Obviously $F[u]\geq 0$, thus $\inf F \geq 0$. Now, take: $\phi (x):=\begin{cases} 1 -|x-1| &\text{, if } |x-1|\leq 1 \\ 0 &\text{, otherwise}\end{cases}$ and, for $N\in \mathbb{N}$, define $u_N:[0,1]\to \mathbb{R}$ via: $u_N(x):= \frac{1}{2N}\ \sum_{n=0}^{N-1}\phi (2Nx-2n)\; ;$ then $u_N$ is a nonnegative continuous function mapping $[0,1]$ onto $[0,1/(2N)]$ which is a.e. differentiable and, in particular: $u_N^\prime (x)=\pm 1\quad \text{for a.e. } x\in [0,1]\; ;$ hence: $\min \Big\{(u_N^\prime (x)-1)^2,(u_N^\prime (x)+1)^2\Big\} =0 \quad \text{for a.e. } x\in [0,1]$ and therefore: $F[u_N]=\int_0^1 u^2 +\int_0^1\min \Big\{(u_N^\prime (x)-1)^2,(u_N^\prime (x)+1)^2\Big\} \leq \frac{1}{4N^2}\; .$ The latter inequality yields $\inf F =0$.

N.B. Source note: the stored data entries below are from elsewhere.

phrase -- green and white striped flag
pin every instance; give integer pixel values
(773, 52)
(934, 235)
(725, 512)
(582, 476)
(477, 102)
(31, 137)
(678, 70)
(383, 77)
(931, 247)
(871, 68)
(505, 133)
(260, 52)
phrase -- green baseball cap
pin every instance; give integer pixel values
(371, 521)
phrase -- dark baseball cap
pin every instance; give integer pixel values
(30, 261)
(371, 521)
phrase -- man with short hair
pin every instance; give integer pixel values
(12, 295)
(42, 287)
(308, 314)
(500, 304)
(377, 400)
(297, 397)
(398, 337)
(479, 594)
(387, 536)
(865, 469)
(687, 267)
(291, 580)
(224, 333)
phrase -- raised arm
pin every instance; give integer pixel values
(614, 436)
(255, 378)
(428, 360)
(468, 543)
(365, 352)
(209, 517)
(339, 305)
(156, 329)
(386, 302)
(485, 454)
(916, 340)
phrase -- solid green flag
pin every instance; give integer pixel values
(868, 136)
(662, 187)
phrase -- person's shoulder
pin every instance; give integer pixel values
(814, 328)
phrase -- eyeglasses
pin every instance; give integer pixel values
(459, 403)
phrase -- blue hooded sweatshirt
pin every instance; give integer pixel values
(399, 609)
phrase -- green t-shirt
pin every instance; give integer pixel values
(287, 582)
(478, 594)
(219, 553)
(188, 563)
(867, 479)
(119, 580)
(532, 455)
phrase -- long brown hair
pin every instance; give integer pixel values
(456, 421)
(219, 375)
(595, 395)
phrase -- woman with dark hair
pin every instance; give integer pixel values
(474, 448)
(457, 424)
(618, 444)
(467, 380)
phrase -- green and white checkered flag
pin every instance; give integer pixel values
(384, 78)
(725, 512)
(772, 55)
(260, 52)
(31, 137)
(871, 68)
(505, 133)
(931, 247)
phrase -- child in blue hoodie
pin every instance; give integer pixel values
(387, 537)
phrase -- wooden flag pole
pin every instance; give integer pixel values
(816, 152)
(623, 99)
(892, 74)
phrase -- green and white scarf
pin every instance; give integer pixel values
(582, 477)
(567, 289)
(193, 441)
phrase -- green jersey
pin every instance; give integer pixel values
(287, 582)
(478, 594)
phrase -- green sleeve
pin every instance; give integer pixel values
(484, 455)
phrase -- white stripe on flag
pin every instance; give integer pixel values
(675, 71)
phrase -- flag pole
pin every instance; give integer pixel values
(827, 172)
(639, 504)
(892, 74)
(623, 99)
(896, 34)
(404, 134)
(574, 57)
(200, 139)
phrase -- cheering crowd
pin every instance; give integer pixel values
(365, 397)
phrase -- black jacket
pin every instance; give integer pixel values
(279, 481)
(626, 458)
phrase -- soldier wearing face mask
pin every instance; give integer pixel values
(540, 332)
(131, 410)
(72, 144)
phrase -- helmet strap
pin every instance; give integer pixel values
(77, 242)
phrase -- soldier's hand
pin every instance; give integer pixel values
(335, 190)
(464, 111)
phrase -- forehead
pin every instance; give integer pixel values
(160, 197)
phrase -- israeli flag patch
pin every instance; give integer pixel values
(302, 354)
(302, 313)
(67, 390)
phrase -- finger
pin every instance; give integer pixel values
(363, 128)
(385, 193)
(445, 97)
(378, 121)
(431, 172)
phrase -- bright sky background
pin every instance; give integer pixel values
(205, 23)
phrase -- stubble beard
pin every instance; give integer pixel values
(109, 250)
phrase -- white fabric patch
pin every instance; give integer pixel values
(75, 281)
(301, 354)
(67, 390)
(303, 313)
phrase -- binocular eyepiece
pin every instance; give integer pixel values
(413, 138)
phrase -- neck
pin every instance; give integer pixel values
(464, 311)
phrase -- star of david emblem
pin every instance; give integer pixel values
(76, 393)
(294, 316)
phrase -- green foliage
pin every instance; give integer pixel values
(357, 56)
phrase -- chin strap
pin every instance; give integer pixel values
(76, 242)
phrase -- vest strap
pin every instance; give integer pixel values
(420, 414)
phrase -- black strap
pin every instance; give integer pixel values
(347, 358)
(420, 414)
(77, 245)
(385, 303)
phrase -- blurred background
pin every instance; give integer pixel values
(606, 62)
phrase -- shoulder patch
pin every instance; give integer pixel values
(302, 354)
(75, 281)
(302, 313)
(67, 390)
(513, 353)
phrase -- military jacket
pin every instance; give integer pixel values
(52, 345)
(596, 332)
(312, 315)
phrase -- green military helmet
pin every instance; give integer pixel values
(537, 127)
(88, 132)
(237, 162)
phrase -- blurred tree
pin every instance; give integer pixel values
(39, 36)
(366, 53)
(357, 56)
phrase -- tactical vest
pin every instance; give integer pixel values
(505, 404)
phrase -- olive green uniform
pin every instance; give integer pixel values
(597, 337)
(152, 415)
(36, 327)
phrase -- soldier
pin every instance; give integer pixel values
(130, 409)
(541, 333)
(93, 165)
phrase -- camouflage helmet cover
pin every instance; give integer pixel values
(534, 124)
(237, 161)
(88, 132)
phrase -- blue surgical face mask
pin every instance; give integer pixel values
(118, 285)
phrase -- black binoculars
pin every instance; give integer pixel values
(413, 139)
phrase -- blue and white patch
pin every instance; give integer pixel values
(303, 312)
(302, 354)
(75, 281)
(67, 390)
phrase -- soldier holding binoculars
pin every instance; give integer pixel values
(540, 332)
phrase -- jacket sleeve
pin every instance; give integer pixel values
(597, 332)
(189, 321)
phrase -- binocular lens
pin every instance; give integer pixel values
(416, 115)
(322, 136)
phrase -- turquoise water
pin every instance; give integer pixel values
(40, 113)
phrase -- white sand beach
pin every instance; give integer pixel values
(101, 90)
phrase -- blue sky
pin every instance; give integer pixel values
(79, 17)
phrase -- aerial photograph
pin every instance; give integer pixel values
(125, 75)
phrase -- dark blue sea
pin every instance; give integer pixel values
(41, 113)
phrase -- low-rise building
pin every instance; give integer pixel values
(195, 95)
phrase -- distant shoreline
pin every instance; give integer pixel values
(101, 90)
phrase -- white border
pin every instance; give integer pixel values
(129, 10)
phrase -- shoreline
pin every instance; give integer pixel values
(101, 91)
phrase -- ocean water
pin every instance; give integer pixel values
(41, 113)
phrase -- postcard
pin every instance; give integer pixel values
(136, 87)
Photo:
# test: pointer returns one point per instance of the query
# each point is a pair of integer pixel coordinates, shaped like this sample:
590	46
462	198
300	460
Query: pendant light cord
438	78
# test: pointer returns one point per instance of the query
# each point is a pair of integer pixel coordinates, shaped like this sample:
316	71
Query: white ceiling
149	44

For the continuity, you can argue as follows. You notice that using the reverse triangular inequality and other elementary tricks you get: $\begin{split} |F[u]-F[v]| &\leq \Big| \lVert u\rVert_2^2 -\lVert v\rVert_2^2\Big|\\ &\phantom{\leq} + \left| \int_0^1 \bigg( \min \Big\{ |u^\prime -1|,|u^\prime +1|\Big\}\bigg)^2 -\int_0^1\bigg( \min \Big\{ |v^\prime -1|,|v^\prime +1|\Big\}\bigg)^2\right|\\ &= (\lVert u\rVert_2+\lVert v\rVert_2)\ \Big| \lVert u\rVert_2 -\lVert v\rVert_2 \Big|\\ &\phantom{\leq} +\left| \left\lVert \min \Big\{ |u^\prime -1|,|u^\prime +1|\Big\}\right\rVert_2^2 -\left\lVert \min \Big\{ |v^\prime -1|,|v^\prime +1|\Big\} \right\rVert_2^2\right|\\ &\leq (\lVert u\rVert_2+\lVert v\rVert_2)\ \Big| \lVert u\rVert_2 -\lVert v\rVert_2 \Big|\\ &\phantom{\leq} +\left( \left\lVert \min \Big\{ |u^\prime -1|,|u^\prime +1|\Big\}\right\rVert_2 +\left\lVert \min \Big\{ |v^\prime -1|,|v^\prime +1|\Big\}\right\rVert_2 \right)\times \\ &\phantom{\leq +}\times \left| \left\lVert \min \Big\{ |u^\prime -1|,|u^\prime +1|\Big\}\right\rVert_2 -\left\lVert \min \Big\{ |v^\prime -1|,|v^\prime +1|\Big\}\right\rVert_2 \right|\\ &\leq (\lVert u\rVert_2+\lVert v\rVert_2)\ \lVert u-v\rVert_2\\ &\phantom{\leq} +\left( \left\lVert \min \Big\{ |u^\prime -1|,|u^\prime +1|\Big\}\right\rVert_2 +\left\lVert \min \Big\{ |v^\prime -1|,|v^\prime +1|\Big\}\right\rVert_2 \right)\times \\ &\phantom{\leq +} \times \left\lVert \min \Big\{ |u^\prime -1|,|u^\prime +1|\Big\} -\min \Big\{ |v^\prime -1|,|v^\prime +1|\Big\}\right\rVert_2\end{split}$ for each $u,v\in W^{1,2}(0,1)$. Now, it is easy to prove that function: $\mathbb{R}\ni s\mapsto \min \Big\{ |s-1|,|s+1| \Big\} \in \mathbb{R}$ is Lipschitz with constant $L=1$ (draw a picture), hence: $\tag{1} \begin{split} |F[u]-F[v]| &\leq (\lVert u\rVert_2+\lVert v\rVert_2)\ \lVert u-v\rVert_2\\ &\phantom{\leq} +\left( \left\lVert \min \Big\{ |u^\prime -1|,|u^\prime +1|\Big\}\right\rVert_2 +\left\lVert \min \Big\{ |v^\prime -1|,|v^\prime +1|\Big\}\right\rVert_2 \right)\ \lVert u^\prime -v^\prime\rVert_2 \; . \end{split}$ Finally, if you fix $v$ and let $u\stackrel{W^{1,2}}{\longrightarrow} v$ in (1) you obtain $|F[u]-F[v]|\to 0$ as you wanted.